Rabu 11 Sep 2019 12:31 WIB

UMM Uji Konsep RUU Sistem Pendukung Lembaga Perwakilan

Saat ini DPR RI dituntut tinggi untuk bergerak dan fokus melakukan reformasi internal

Rep: Wilda Fizriyani/ Red: Gita Amanda
Sekretariat Jenderal dan Badan Keahlian Dewan Perwakilan Rakyat Republik  Indonesia (DPR RI) secara khusus telah meminta Fakultas Ilmu Sosial dan  Ilmu Politik (FISIP) Universitas Muhammadiyah Malang (UMM) untuk menguji  konsep rancangan undang-undang (RUU) tentang Sistem Pendukung Lembaga  Perwakilan.
Foto: Dok Humas UMM
Sekretariat Jenderal dan Badan Keahlian Dewan Perwakilan Rakyat Republik Indonesia (DPR RI) secara khusus telah meminta Fakultas Ilmu Sosial dan Ilmu Politik (FISIP) Universitas Muhammadiyah Malang (UMM) untuk menguji konsep rancangan undang-undang (RUU) tentang Sistem Pendukung Lembaga Perwakilan.

REPUBLIKA.CO.ID, MALANG -- Sekretariat Jenderal dan Badan Keahlian Dewan Perwakilan Rakyat Republik Indonesia (DPR RI) secara khusus telah meminta Fakultas Ilmu Sosial dan Ilmu Politik (FISIP) Universitas Muhammadiyah Malang (UMM) untuk menguji konsep rancangan undang-undang (RUU) tentang Sistem Pendukung Lembaga Perwakilan.

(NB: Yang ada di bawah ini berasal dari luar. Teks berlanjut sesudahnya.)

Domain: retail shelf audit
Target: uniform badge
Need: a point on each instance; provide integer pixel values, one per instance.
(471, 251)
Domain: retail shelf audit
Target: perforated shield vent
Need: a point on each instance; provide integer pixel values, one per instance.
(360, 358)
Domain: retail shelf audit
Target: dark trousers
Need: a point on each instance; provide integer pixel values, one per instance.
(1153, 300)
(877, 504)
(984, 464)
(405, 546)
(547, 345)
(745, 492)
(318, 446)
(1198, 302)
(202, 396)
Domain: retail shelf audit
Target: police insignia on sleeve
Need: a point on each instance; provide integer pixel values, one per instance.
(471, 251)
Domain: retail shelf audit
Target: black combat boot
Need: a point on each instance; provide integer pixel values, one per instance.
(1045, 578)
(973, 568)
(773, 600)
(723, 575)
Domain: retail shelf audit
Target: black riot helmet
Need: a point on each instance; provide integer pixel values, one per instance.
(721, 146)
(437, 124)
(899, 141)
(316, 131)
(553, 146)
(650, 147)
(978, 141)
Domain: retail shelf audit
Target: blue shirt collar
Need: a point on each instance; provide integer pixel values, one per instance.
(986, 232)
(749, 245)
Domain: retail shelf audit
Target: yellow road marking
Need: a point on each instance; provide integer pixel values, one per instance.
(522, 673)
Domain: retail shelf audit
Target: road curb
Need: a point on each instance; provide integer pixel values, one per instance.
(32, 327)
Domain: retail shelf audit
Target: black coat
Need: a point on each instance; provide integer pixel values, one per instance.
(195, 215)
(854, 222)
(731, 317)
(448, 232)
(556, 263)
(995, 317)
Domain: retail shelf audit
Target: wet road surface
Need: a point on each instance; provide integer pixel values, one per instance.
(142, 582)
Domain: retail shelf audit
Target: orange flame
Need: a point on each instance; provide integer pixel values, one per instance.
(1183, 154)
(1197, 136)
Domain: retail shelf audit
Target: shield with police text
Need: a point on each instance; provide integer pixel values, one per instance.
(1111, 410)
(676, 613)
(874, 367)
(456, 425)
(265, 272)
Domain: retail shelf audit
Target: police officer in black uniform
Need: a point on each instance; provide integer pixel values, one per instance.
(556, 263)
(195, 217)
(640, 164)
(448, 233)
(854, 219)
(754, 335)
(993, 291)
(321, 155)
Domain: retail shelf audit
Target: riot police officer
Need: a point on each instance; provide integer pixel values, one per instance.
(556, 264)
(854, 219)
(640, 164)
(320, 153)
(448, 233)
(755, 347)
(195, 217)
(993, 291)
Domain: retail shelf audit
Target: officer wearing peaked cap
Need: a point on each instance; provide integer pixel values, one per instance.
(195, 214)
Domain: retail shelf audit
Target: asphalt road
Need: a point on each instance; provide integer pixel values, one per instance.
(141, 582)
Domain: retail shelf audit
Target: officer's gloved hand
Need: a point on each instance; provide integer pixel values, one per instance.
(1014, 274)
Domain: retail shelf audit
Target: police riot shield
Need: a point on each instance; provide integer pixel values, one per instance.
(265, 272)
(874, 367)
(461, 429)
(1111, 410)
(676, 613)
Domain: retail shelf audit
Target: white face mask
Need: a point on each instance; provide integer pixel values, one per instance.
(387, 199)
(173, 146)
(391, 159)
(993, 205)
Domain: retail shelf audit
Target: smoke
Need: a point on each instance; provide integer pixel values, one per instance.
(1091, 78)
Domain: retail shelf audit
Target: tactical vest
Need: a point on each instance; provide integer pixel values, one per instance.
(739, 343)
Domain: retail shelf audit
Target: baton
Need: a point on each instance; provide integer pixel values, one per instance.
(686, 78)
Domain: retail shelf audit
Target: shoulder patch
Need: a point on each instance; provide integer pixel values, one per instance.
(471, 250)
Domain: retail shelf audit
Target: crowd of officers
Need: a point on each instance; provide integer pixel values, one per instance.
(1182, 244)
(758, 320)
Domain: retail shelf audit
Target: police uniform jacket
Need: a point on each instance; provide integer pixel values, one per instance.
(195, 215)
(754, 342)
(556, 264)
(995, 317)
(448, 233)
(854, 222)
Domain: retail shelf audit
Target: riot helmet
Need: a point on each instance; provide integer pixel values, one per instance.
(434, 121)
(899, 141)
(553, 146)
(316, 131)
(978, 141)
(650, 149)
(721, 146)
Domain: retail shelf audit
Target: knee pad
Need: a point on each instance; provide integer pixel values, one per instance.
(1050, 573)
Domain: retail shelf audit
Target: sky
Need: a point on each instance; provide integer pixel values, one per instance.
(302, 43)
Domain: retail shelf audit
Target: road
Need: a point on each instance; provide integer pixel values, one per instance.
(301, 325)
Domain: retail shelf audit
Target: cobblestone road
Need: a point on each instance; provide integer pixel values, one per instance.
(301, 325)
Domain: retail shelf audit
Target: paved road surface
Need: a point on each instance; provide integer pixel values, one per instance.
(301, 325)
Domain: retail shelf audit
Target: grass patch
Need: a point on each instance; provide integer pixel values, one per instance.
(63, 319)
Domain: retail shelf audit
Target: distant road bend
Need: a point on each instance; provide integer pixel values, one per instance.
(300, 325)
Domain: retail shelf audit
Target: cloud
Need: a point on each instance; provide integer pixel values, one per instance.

Permintaan ini telah diungkapkan pihak terkait, pada awal pekan ini.

Ketua Tim Uji Konsep RUU, Khopiatuzaidah menjelaskan, pengujian konsep RUU di Fakultas Ilmu Sosial dan Ilmu Politik UMM guna mendapatkan masukan terkait naskah akademik. "Dan Rancangan Undang-Undang tentang Sistem Pendukung Lembaga Perwakilan,” ungkap Khopiatuzaidah, melalui keterangan resmi yang diterima Republika.co.id.

Baca Juga

Menurut Khopiatuzaidah, pengujian naskah akademik dan Rancangan Undang-undang ini berkenaan dengan tugas dukungan keahlian terhadap pelaksanaan fungsi Legislasi DPR RI. Apalagi, ia mengungkapkan, Pusat Perancangan Undang-Undang Badan Keahlian DPR RI telah membentuk tim penyusunan konsep awal Naskah Akademik dan RUU ini.

Khopiatuziadah mengatakan, saat ini DPR RI dituntut tinggi untuk bergerak dan fokus melakukan reformasi internal. Tujuannya tak lain untuk menguatkan fungsi legislasi dan fungsi-fungsi lainnya. Sebab, kekuatan parlemen bukan hanya terletak pada anggota dewan.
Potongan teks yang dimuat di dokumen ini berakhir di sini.